Why this matters: You configure governance once at the domain level. Every system and contract underneath automatically inherits those settings — saving you from copying the same SLOs, contacts, and notification channels into every file.

Key Type Merge Strategy Example
Dict (slo, ownership, materialization) Deep merge — domain provides defaults, system overrides specific fields Domain sets slo.freshness.bronze.max_delay: 60, system can override to 30
List (notifications) Concatenation — domain channels + system channels Domain has Slack, system adds email = both fire
Scalar (domain, bronze_layer) Domain wins if mismatch, warning logged System says gold_layer: curated but domain says gold → domain enforced

Mismatch Detection

If a system's _system.yaml defines a scalar value that differs from _domain.yaml, the engine:

  1. Logs a warning: ⚠ Config mismatch: _system.yaml has domain='sales' but _domain.yaml has domain='marketing'
  2. Enforces the domain value for consistency

Business value: This prevents configuration drift — a common problem where teams accidentally misconfigure one system and break cross-domain assumptions.
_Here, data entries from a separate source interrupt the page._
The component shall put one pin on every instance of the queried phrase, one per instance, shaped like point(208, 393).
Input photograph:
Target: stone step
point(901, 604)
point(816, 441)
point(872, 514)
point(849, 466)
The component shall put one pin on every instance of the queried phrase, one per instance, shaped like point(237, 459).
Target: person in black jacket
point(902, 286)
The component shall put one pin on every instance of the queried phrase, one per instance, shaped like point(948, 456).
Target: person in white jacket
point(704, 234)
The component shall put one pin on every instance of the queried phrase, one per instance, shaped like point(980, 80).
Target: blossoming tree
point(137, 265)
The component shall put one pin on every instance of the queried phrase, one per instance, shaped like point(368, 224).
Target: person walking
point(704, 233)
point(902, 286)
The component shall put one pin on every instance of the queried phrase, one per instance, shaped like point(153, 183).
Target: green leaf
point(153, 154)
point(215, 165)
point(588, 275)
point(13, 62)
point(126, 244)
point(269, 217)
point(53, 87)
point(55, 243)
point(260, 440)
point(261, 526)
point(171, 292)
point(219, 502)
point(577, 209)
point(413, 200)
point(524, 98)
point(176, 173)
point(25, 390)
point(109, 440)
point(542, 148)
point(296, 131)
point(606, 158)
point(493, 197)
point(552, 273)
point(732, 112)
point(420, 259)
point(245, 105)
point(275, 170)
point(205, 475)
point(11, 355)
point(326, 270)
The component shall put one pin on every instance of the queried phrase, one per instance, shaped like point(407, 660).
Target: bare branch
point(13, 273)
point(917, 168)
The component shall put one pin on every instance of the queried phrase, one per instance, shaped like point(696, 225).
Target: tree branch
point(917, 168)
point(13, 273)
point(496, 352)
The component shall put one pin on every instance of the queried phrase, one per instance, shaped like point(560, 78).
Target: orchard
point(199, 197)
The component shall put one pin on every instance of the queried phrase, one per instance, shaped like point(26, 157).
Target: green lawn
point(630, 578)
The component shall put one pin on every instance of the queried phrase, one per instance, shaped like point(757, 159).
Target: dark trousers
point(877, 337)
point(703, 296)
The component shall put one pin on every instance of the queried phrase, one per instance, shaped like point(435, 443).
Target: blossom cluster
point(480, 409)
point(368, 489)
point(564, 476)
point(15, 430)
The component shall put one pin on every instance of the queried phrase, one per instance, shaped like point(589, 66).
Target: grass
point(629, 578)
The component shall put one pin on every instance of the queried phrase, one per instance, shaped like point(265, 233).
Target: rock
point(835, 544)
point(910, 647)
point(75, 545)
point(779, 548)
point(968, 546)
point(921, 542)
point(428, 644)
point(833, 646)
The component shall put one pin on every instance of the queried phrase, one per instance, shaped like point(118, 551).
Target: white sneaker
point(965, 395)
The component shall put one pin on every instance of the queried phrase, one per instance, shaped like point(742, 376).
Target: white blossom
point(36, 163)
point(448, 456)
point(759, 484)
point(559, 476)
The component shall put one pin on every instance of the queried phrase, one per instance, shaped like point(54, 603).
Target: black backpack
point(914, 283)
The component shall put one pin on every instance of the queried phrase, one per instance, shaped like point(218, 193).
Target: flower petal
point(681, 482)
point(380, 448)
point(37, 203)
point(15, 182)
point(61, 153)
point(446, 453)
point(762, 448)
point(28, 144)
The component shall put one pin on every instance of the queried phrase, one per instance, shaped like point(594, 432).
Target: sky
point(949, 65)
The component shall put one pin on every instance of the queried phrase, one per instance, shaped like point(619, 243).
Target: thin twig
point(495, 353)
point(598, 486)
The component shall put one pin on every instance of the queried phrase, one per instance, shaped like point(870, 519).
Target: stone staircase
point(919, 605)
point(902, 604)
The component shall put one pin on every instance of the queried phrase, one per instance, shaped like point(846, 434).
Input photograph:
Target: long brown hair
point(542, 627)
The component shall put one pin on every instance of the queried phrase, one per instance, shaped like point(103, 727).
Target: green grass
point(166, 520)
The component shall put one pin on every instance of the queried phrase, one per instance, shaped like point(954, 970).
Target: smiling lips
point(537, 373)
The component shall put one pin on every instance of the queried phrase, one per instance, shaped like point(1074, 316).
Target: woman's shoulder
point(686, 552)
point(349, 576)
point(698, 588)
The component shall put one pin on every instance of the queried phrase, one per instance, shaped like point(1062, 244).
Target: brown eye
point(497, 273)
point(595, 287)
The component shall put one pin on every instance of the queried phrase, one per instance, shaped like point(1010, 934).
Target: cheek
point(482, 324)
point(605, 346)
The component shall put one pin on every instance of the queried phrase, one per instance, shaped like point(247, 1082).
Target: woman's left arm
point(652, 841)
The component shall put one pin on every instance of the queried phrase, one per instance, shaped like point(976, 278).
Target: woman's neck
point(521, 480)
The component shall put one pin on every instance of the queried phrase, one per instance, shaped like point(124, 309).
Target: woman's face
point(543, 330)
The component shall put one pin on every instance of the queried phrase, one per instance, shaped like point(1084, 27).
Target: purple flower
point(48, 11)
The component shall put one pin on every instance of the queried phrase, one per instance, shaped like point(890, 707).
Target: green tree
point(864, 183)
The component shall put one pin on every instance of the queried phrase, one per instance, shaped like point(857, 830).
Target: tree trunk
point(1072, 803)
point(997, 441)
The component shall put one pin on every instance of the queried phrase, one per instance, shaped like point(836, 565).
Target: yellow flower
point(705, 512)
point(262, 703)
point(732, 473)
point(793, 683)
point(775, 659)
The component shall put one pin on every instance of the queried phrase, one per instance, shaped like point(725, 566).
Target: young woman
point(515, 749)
Notification Contact Resolution

When a pipeline event occurs (failure, slo_breach, quarantine), notifications are dispatched from three sources — ensuring the right people always get alerted:

  1. Contract-level — explicit quarantine.notifications in the contract
  2. Registry-levelnotifications from _system.yaml / _domain.yaml
  3. Ownership contacts — auto-resolved from ownership.contacts:
    • Each contact with email → generates an email notification
    • Each contact with slack → generates a Slack notification

All three sources are deduplicated by target — the same Slack channel won't receive duplicate alerts.

In practice: A domain lead defines their contacts once in _domain.yaml. From that point on, every pipeline failure across every system in the domain will reach them automatically — no per-contract configuration needed.